The Place Promised in Our
Early Days
Director: Makoto Shinkai
Year:
2004
Rating: 6.5
Makoto Shinkai is a terrific storyteller who
through animation is able to engender powerful emotions in his audience and
his animation is a thing of beauty. The other two that I have seen of his
- Your Name and Weathering with You - were remarkable and that is not something
I say about anime very often. They captivated me. All of his anime films
though seem to center around teenagers - a Japanese compulsion in the world
of anime for reasons that I am not sure of - innocence, sexuality? The adult
world rarely seems to be of interest. This first feature of his brings on
feelings of longing, loss and yearning. It does it within a narrative that
I found more than a little confusing and in reading other reviews, I get
the sense than I am not the only one. Was it needed? The heart of the film
is about three friends who grow apart - all the sci-fi and fantasy around
it basically just detracts from that.
It is set in an alternative history in which
Japan has been divided into two - North and South - with the USA dominating
the South and Russia occupying the North. In the South two high school
friends - Hiroki and Takuya - are re-building a plane in their spare time.

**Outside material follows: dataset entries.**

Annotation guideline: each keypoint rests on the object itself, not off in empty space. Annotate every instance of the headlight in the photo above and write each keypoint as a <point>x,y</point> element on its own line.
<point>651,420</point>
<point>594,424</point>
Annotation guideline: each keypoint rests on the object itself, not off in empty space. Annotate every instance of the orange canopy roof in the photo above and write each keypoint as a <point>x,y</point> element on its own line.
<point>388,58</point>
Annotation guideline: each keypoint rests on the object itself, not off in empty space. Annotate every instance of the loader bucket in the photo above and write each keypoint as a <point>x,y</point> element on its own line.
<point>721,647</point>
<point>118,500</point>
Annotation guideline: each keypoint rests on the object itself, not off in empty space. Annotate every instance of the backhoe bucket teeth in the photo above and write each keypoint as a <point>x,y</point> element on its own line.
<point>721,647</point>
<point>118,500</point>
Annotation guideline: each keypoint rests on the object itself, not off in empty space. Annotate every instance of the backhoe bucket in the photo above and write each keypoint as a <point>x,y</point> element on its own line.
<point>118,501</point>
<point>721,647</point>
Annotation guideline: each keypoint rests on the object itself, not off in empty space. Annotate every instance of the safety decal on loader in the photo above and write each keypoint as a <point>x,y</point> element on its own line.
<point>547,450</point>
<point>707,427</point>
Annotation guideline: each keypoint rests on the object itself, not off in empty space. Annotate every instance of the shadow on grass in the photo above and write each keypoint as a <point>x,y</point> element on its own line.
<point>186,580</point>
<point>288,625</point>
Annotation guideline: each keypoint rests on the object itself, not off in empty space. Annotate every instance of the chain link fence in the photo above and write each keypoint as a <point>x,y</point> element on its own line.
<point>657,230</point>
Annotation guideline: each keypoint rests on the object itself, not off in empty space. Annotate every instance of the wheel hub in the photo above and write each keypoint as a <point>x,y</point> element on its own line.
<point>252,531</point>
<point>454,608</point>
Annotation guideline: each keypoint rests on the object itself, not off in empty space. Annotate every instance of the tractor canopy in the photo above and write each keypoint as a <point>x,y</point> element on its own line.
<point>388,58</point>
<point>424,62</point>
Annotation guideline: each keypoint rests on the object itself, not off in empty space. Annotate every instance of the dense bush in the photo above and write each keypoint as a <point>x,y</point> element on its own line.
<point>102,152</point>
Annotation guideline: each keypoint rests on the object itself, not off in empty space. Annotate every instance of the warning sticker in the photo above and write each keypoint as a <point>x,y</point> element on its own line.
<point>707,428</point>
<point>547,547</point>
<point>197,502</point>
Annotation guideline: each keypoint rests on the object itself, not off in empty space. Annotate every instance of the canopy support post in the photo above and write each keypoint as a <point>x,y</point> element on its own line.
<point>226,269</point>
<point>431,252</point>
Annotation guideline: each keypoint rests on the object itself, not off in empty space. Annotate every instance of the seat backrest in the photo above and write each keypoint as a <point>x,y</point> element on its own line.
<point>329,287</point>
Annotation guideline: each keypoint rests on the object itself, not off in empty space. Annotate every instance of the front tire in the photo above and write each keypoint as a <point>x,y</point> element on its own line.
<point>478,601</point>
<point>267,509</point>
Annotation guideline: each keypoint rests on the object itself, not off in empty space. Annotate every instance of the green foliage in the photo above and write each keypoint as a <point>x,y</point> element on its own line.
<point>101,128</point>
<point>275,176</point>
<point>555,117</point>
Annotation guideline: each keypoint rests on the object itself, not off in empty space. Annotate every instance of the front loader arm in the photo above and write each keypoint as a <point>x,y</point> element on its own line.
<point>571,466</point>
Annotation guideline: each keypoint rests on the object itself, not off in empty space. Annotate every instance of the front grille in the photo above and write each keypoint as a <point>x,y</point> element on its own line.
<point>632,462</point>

They hope that someday they can fly it to the Tower that is situated in the
North. This Tower stretches up into the clouds and is a thing of mystery
and suspicion. Over time the two boys include the schoolgirl Sayuri into
the group and promise to take her along with them when they fly it. Both
boys seem a little enamored with Sayuri who is innocent and adorable. Lazy
summer days go by as the three friends work and play. The she vanishes. Without
a word.
She turned out to be the glue that was holding
them all together and the two boys graduate, lose interest in the plane and
move to Tokyo. But lose touch with each other - Hiroki goes to study while
Takuya joins a military think and research institute. And here is where the
film's narrative began to leave me in the dust. The institute is studying
parallel universes and the Tower which seems to be accumulating material
from the parallel universes. And Sayuri is the key. She has been asleep for
years and her dreams have some connection with all of this. And Hiroki's
dreams are connecting with hers. A little mystifying for me. But Mokoto brings
it all back together in the end that is a powerful ode to friendship.